Manifestazione per la riapertura del “Maria Adelaide” di Torino, tensioni e spinte. Icardi riceve i manifestanti: “Il futuro della struttura non è deciso”

Manifestazione per la riapertura del “Maria Adelaide” di Torino, tensioni e spinte. Icardi riceve i manifestanti: “Il futuro della struttura non è deciso”
Al presidio di fronte all’assessorato anche Anaao e Nursind, Icardi riceve una delegazione dopo le tensioni: “Sei mesi fa la Regione ha chiesto alla Città della Salute di sospendere le procedure per l’alienazione dell’immobile, il cui utilizzo potrebbe essere valutato nell’ambito delle necessità legate alle Università. Il nuovo scenario del Pnrr richiede approfondimenti ulteriori. Nelle prossime settimane tutte queste opzioni verranno valutate”

“Sul futuro del Maria Adelaide nulla è deciso”. Cosi l’assessore alla Sanità della Regione Piemonte, Luigi Genesio Icardi, al termine dell’incontro con una delegazione di manifestanti che sostengono la necessità di riaprire il presidio sanitario, chiuso da anni.

“Sei mesi fa la Regione ha chiesto alla Città della Salute di sospendere le procedure per l’alienazione dell’immobile, il cui utilizzo potrebbe essere valutato nell’ambito delle necessità legate alle Università – osserva Icardi -. Nel frattempo, il nuovo scenario determinato dal Pnrr richiede un ulteriore approfondimento per un eventuale riutilizzo della struttura ai fini della medicina territoriale. Nelle prossime settimane, tutte queste opzioni verranno attentamente valutate, non senza tenere conto dei bisogni di offerta sanitaria del quartiere interessato”.

La manifestazione
L’impegno dell’assessore Icardi è arrivato ieri al termine di un pomeriggio che ha segnato alcune tensioni al presidio dell’assemblea “Riapriamo il Maria Adelaide” davanti all'assessorato regionale alla Sanità di corso Regina, a Torino. Tra i manifestanti, una cinquantina in tutto, anche alcuni militanti del Laboratorio Culturale Autogestito Manituana, il sindacato medici Anaao e quello degli infermieri Nursind.

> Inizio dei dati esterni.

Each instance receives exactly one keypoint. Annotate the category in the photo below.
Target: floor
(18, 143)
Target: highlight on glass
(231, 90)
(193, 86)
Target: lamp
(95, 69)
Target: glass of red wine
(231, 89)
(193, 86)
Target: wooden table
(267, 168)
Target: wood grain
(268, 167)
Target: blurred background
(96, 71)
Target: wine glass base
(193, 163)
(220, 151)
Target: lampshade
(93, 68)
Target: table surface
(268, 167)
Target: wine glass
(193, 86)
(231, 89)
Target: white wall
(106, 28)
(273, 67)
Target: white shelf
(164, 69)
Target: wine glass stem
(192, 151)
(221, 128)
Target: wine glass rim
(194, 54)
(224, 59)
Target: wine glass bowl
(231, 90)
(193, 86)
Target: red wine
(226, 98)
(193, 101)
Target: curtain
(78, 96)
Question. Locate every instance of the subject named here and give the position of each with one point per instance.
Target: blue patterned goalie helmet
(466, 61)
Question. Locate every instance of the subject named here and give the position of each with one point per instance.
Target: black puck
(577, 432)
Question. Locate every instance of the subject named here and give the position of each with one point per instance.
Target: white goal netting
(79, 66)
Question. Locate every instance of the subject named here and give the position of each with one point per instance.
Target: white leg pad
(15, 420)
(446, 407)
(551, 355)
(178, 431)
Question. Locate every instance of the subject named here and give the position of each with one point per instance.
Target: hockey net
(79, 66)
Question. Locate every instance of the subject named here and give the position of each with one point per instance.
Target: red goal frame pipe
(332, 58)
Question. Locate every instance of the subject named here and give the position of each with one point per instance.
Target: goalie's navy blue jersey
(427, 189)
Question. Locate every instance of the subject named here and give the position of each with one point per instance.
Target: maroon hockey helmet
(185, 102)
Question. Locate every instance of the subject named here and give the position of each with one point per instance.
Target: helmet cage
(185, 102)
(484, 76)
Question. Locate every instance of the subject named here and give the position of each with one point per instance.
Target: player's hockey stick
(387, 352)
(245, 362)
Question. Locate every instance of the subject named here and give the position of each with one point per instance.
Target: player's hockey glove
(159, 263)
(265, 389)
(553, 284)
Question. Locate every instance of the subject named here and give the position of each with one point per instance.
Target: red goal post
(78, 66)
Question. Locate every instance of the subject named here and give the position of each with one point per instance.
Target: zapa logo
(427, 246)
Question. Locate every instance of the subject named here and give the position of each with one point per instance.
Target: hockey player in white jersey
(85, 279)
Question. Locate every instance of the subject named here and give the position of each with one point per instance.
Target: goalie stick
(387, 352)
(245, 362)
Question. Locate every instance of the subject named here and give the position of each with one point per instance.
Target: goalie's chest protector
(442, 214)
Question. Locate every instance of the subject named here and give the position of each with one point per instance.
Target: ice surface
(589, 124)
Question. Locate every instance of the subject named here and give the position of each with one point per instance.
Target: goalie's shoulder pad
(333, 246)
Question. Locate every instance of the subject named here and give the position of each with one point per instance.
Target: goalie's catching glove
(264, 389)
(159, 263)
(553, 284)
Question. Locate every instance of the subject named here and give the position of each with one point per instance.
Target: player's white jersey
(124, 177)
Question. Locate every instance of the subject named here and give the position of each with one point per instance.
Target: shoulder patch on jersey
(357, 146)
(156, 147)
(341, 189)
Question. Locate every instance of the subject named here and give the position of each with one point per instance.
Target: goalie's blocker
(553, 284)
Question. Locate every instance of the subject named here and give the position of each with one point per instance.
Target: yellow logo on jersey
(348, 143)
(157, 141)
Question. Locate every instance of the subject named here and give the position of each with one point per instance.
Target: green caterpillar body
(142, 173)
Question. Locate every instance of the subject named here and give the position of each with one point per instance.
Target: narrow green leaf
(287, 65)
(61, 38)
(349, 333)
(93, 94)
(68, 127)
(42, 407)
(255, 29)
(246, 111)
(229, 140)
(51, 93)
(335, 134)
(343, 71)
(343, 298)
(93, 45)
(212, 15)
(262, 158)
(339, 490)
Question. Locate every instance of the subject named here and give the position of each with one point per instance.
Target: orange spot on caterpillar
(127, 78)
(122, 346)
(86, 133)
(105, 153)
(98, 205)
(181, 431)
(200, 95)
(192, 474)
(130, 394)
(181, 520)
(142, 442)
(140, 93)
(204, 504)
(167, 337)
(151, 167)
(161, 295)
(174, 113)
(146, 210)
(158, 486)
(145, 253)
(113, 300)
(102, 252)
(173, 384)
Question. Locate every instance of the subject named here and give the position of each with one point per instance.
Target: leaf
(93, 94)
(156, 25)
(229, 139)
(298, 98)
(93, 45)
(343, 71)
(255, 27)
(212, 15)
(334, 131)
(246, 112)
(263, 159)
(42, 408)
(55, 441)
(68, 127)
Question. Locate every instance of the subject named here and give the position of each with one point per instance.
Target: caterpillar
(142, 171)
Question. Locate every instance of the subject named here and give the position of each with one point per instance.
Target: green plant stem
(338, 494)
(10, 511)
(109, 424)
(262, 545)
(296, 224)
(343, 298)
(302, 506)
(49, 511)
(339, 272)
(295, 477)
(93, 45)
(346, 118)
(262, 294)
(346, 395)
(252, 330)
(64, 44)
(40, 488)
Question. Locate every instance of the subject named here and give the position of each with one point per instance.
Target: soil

La polizia è stata costretta ad allontanare i manifestanti dall’ingresso, che era stato bloccato in attesa dell’arrivo dell’assessore e sono volati spintoni. “Chiediamo cura e sanità pubblica e ci danno polizia”, hanno urlato dal presidio. Tornata la calma, Icardi ha ricevuto una delegazione e porta oggi la petizione consegnatagli dai manifestanti all’attenzione della Giunta.